Churches snub Christian party
Plans for a new pan-Christian party may be foundering over claims by one of its co-leaders that he was ambushed, as churches distance themselves from the new venture.
Future NZ leader Gordon Copeland suggested yesterday he was ambushed by the Destiny Church into announcing his co-leadership of the new party early. Mr Copeland conceded that announcements about the new party had been "shambolic" and "Mickey Mouse".
He had been in "damage control" since the announcement that the Destiny Church's political wing, the Destiny Party, was deregistering to throw its weight behind the new party - and would not rule out it being wound up even before it had got off the ground.
Mr Copeland also stood by the statement that his new co-leader, Destiny NZ leader Richard Lewis, lacked experience - and made it clear that he considered himself to have been the one wronged, by saying Mr Lewis had "apologised profusely" for how events turned out.

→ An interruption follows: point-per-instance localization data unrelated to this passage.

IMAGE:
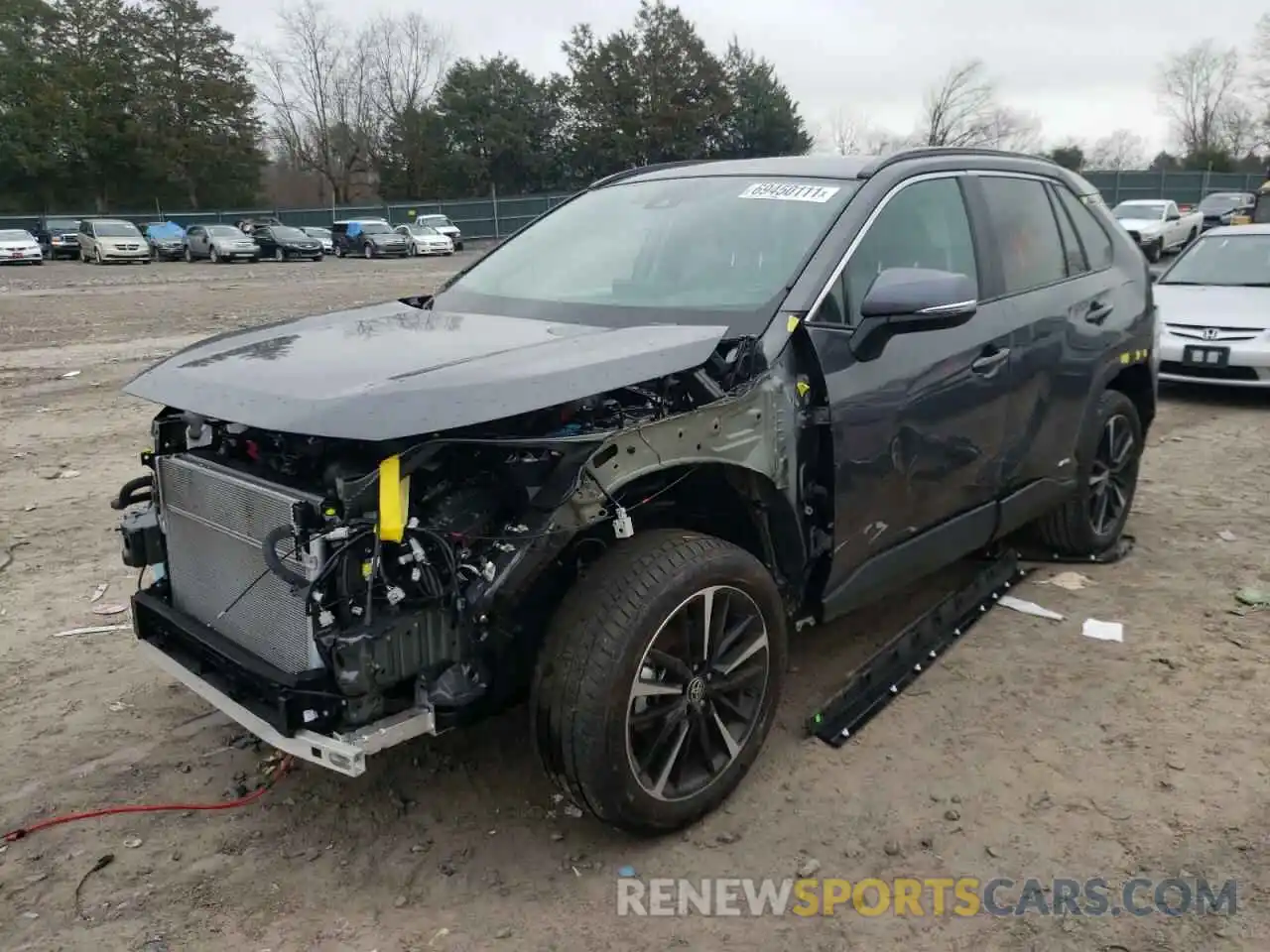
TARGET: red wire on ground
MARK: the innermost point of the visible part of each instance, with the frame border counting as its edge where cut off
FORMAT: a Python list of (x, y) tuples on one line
[(22, 833)]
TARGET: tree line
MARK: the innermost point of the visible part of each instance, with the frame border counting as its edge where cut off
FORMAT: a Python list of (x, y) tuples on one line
[(130, 104)]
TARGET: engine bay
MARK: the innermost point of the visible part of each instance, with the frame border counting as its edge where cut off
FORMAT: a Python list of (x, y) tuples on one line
[(397, 551)]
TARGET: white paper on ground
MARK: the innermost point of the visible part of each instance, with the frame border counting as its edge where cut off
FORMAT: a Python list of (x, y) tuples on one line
[(1102, 631), (1028, 608)]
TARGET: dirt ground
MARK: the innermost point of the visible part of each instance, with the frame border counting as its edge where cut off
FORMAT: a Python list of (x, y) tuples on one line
[(1030, 752)]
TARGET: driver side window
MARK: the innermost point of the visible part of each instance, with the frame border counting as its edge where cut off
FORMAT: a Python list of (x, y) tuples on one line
[(925, 225)]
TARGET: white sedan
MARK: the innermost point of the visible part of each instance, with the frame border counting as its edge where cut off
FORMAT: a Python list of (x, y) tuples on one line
[(1214, 309), (19, 246), (426, 240)]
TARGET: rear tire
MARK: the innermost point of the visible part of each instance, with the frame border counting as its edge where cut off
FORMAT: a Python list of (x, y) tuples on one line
[(612, 730), (1107, 461)]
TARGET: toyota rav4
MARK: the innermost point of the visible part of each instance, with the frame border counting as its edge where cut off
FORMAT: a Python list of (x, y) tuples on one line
[(612, 465)]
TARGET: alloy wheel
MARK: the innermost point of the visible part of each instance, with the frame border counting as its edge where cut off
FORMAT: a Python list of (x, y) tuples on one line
[(698, 693), (1112, 475)]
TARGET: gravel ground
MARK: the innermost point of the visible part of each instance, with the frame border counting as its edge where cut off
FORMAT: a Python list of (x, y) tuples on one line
[(1029, 752)]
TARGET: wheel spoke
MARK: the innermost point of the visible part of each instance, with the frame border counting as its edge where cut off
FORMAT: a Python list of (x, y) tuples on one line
[(753, 648), (656, 688), (731, 636), (671, 664), (674, 726), (738, 680), (671, 761), (733, 747)]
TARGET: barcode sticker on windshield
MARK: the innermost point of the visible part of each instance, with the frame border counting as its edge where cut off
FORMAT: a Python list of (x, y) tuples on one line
[(785, 191)]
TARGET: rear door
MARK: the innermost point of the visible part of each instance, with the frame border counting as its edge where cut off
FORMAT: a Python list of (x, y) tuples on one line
[(1057, 277)]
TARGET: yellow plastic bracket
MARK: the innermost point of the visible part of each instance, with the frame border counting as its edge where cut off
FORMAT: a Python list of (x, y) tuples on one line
[(394, 500)]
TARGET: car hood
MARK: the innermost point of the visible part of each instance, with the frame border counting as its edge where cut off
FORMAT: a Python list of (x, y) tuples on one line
[(394, 371), (1213, 306)]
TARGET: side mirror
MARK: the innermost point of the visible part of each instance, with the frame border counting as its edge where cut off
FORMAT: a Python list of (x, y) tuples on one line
[(911, 299)]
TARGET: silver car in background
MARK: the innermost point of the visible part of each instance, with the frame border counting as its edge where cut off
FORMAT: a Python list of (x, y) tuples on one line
[(426, 240), (327, 241), (221, 244), (1214, 309)]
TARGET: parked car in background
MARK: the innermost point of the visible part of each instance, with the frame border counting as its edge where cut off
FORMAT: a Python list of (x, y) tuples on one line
[(368, 238), (221, 244), (103, 240), (282, 243), (324, 236), (18, 245), (249, 226), (1157, 225), (426, 240), (1224, 207), (1214, 302), (167, 240), (444, 226), (58, 238)]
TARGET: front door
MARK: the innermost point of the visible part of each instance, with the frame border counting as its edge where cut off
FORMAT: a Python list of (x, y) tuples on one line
[(919, 431)]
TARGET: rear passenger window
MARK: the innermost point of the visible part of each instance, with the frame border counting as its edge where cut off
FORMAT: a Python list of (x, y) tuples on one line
[(924, 225), (1072, 253), (1026, 232), (1097, 245)]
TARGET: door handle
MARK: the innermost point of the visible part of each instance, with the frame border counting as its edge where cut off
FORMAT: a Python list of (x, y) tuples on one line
[(1097, 312), (988, 363)]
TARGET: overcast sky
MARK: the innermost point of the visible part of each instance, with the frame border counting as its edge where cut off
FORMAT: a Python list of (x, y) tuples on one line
[(1084, 66)]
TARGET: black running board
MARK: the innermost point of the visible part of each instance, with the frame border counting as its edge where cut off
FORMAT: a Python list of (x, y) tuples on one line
[(903, 657)]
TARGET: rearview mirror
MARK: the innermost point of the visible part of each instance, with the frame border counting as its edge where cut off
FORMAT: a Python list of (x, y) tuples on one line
[(910, 299)]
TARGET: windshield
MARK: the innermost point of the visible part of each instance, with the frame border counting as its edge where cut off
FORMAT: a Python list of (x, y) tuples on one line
[(1124, 212), (117, 229), (1223, 203), (695, 250), (1228, 261)]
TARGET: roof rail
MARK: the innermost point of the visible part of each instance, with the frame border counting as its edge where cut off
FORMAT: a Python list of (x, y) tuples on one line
[(642, 169), (935, 151)]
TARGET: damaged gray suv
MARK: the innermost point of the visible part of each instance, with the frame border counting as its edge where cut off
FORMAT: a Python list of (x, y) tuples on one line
[(616, 462)]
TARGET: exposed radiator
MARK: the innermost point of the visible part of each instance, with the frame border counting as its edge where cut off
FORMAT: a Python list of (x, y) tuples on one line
[(216, 520)]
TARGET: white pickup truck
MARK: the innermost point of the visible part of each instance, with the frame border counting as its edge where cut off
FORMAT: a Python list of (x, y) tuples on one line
[(1157, 226)]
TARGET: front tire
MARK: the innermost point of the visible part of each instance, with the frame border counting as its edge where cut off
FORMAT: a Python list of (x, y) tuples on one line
[(1107, 461), (639, 712)]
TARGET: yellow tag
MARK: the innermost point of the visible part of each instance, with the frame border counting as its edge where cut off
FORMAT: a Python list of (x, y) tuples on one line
[(394, 500)]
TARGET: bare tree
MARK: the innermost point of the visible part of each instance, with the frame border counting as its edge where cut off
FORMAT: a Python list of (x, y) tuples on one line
[(1199, 94), (314, 86), (408, 58), (1123, 149), (330, 93)]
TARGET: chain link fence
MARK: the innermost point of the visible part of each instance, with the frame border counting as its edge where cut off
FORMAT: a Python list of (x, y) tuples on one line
[(498, 217)]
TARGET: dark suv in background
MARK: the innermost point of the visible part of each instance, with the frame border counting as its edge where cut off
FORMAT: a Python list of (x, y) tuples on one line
[(58, 238), (619, 461)]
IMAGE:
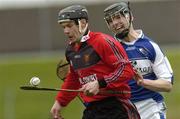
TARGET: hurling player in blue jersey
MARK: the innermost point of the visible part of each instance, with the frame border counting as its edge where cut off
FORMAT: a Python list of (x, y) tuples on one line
[(154, 73)]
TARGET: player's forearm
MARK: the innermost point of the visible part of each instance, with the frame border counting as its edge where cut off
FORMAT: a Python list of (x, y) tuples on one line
[(157, 85)]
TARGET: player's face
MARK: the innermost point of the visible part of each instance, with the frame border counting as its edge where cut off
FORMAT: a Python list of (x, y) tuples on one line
[(71, 30), (117, 22)]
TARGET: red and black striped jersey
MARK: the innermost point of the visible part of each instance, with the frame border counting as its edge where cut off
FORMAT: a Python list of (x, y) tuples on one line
[(99, 57)]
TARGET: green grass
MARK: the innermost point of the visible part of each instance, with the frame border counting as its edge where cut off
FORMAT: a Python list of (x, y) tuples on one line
[(20, 104)]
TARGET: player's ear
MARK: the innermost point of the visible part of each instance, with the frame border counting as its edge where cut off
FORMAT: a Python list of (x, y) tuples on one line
[(83, 22)]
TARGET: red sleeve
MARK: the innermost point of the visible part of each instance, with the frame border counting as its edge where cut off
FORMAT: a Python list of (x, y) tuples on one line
[(113, 54), (71, 82)]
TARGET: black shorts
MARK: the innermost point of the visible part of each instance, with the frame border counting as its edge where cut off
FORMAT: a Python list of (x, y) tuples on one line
[(109, 108)]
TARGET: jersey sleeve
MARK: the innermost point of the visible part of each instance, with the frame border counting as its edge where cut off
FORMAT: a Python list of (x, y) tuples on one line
[(161, 65), (71, 82), (113, 55)]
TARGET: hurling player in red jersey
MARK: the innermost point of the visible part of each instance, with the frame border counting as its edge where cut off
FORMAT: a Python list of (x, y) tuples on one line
[(97, 63)]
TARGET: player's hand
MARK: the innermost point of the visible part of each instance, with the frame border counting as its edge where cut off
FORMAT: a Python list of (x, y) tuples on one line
[(55, 111), (91, 88), (139, 78)]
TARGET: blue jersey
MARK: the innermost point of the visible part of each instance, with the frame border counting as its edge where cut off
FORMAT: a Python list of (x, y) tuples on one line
[(149, 60)]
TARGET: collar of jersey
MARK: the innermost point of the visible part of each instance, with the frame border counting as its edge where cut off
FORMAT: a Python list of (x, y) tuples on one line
[(85, 37), (141, 35)]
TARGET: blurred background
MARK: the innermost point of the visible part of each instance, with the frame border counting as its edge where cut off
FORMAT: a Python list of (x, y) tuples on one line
[(31, 44)]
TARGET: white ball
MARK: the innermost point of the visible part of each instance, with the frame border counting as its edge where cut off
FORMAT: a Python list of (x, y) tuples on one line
[(35, 81)]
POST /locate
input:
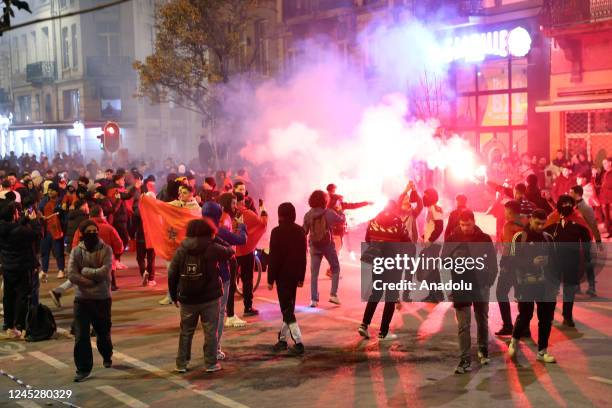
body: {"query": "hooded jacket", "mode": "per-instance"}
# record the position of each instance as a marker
(213, 211)
(211, 254)
(91, 271)
(483, 272)
(287, 262)
(18, 241)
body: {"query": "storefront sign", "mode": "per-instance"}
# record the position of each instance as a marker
(477, 46)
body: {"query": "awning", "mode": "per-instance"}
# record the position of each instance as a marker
(573, 105)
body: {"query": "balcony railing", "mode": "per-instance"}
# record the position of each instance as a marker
(563, 13)
(110, 66)
(41, 72)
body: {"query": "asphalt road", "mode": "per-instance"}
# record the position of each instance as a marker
(338, 369)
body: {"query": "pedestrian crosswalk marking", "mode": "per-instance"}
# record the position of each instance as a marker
(601, 379)
(48, 359)
(122, 397)
(28, 404)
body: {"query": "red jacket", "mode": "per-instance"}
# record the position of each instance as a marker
(256, 226)
(107, 233)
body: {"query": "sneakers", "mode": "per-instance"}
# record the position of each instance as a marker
(512, 348)
(463, 367)
(56, 298)
(145, 278)
(387, 337)
(297, 349)
(334, 300)
(213, 368)
(250, 312)
(544, 357)
(505, 331)
(165, 301)
(483, 357)
(80, 377)
(281, 345)
(234, 321)
(363, 331)
(42, 276)
(569, 323)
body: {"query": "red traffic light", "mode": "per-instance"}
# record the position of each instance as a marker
(112, 137)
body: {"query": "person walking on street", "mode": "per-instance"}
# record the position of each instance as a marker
(89, 269)
(287, 268)
(195, 288)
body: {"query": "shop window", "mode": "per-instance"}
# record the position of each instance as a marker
(601, 122)
(519, 108)
(519, 73)
(577, 122)
(493, 76)
(493, 109)
(466, 110)
(465, 79)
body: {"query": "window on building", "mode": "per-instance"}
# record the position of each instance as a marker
(75, 56)
(24, 103)
(65, 49)
(71, 99)
(492, 101)
(45, 44)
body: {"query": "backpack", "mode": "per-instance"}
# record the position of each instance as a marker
(193, 278)
(40, 323)
(320, 236)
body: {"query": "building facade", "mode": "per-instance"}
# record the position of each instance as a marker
(580, 103)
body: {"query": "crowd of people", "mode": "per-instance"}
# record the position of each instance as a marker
(64, 207)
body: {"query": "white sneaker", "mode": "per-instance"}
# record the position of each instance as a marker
(483, 357)
(545, 357)
(512, 348)
(145, 278)
(165, 301)
(234, 321)
(389, 337)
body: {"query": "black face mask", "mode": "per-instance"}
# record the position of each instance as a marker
(566, 210)
(91, 241)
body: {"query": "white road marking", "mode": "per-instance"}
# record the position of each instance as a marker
(178, 381)
(122, 397)
(602, 380)
(28, 404)
(48, 359)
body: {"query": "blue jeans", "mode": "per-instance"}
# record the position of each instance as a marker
(316, 256)
(222, 312)
(48, 245)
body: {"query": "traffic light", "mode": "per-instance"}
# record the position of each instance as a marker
(111, 137)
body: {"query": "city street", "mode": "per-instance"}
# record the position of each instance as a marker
(338, 369)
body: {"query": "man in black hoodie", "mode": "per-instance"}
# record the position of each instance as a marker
(287, 268)
(195, 286)
(17, 242)
(467, 242)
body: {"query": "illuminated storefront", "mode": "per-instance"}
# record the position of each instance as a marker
(497, 73)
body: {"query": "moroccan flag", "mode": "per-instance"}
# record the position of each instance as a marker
(164, 225)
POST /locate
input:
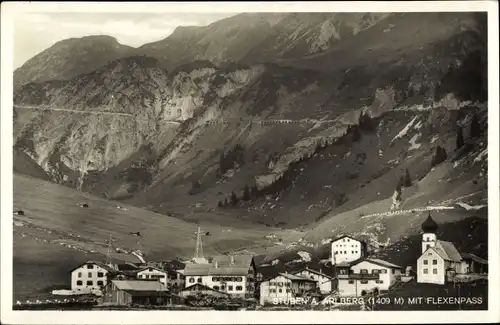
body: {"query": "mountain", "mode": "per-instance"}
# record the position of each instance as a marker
(258, 37)
(226, 40)
(68, 58)
(311, 142)
(247, 37)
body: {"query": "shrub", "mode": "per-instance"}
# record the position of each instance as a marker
(439, 156)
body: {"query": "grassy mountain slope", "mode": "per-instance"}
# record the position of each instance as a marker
(68, 58)
(53, 212)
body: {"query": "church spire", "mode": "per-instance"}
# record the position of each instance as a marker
(429, 225)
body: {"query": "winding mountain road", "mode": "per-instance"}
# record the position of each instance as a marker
(211, 122)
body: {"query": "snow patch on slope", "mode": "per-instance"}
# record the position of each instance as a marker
(405, 130)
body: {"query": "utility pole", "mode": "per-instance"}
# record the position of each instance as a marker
(108, 255)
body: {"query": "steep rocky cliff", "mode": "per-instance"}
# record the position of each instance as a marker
(184, 140)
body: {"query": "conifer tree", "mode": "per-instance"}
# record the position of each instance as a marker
(234, 198)
(460, 138)
(246, 193)
(475, 128)
(407, 181)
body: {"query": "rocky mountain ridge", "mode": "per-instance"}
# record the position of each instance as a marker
(247, 37)
(182, 141)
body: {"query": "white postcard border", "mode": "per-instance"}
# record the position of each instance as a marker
(8, 316)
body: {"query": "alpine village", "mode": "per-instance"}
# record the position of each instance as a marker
(353, 278)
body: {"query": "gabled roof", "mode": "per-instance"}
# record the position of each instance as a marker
(293, 277)
(449, 250)
(145, 293)
(100, 264)
(438, 251)
(313, 271)
(348, 264)
(221, 265)
(380, 262)
(244, 260)
(346, 236)
(204, 287)
(127, 267)
(150, 267)
(137, 285)
(359, 276)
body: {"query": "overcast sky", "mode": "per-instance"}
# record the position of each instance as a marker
(35, 32)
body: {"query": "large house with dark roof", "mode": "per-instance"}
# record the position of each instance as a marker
(231, 274)
(367, 275)
(346, 249)
(90, 276)
(325, 282)
(130, 292)
(440, 259)
(285, 286)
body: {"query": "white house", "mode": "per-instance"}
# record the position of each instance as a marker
(324, 282)
(366, 275)
(440, 259)
(152, 273)
(176, 279)
(231, 274)
(285, 286)
(346, 249)
(90, 276)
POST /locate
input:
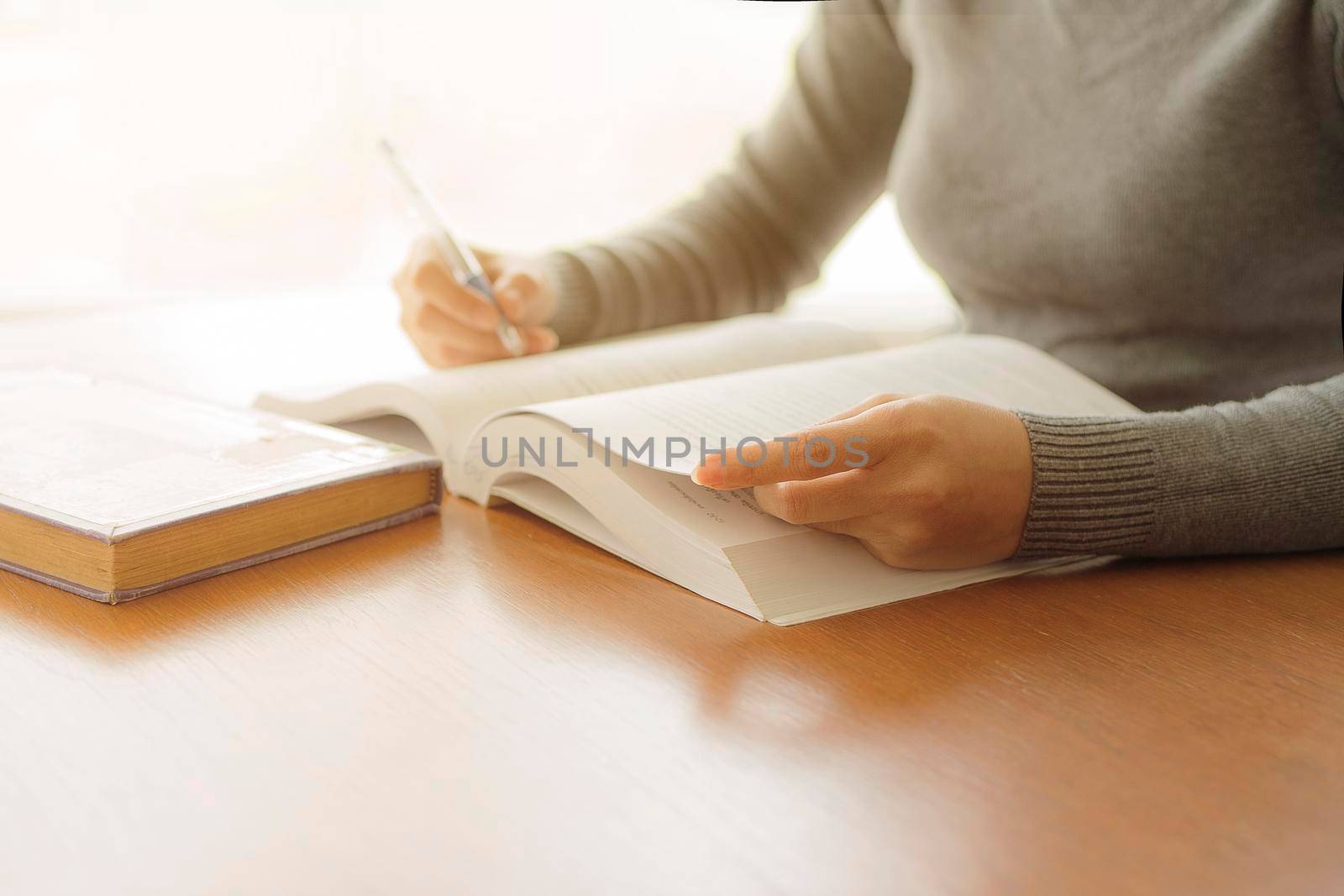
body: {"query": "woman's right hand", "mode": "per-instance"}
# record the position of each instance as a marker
(452, 324)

"Not since Helen Clark had the Corngate thing and was ambushed by John Campbell has any MP been delivered a curve ball like that one. "
Destiny NZ, which is funded by the Brian Tamaki-led Destiny Church, announced on Tuesday it was deregistering to throw its weight behind a new Christian values party, backed by a pan-Christian body, the National Advisory Council.
Mr Copeland and Destiny NZ said the advisory council brought together "seasoned" church leaders who wanted to avoid splintering the Christian vote, naming the Catholic Church, the Salvation Army and others.
But the Salvation Army denied being a council member.
An Anglican Church spokesman also denied official membership, saying he was not aware of anyone there in an unofficial capacity.
The Catholic Church said it had no representatives on the council - but it has emerged that a senior church spokeswoman had attended as an observer.
Ill-feeling between Mr Copeland and Destiny follows Destiny NZ breaching what Mr Copeland believed to be an agreement to hold off announcing the new party till after Christmas.
The announcement left Mr Copeland scrambling to explain why he had denied any knowledge of a new party just 24 hours earlier.
Mr Lewis said yesterday the church had thought it was important to be upfront and confirmed that he had flown to Wellington to talk to Mr Copeland. He said there was no indication Mr Copeland was having second thoughts.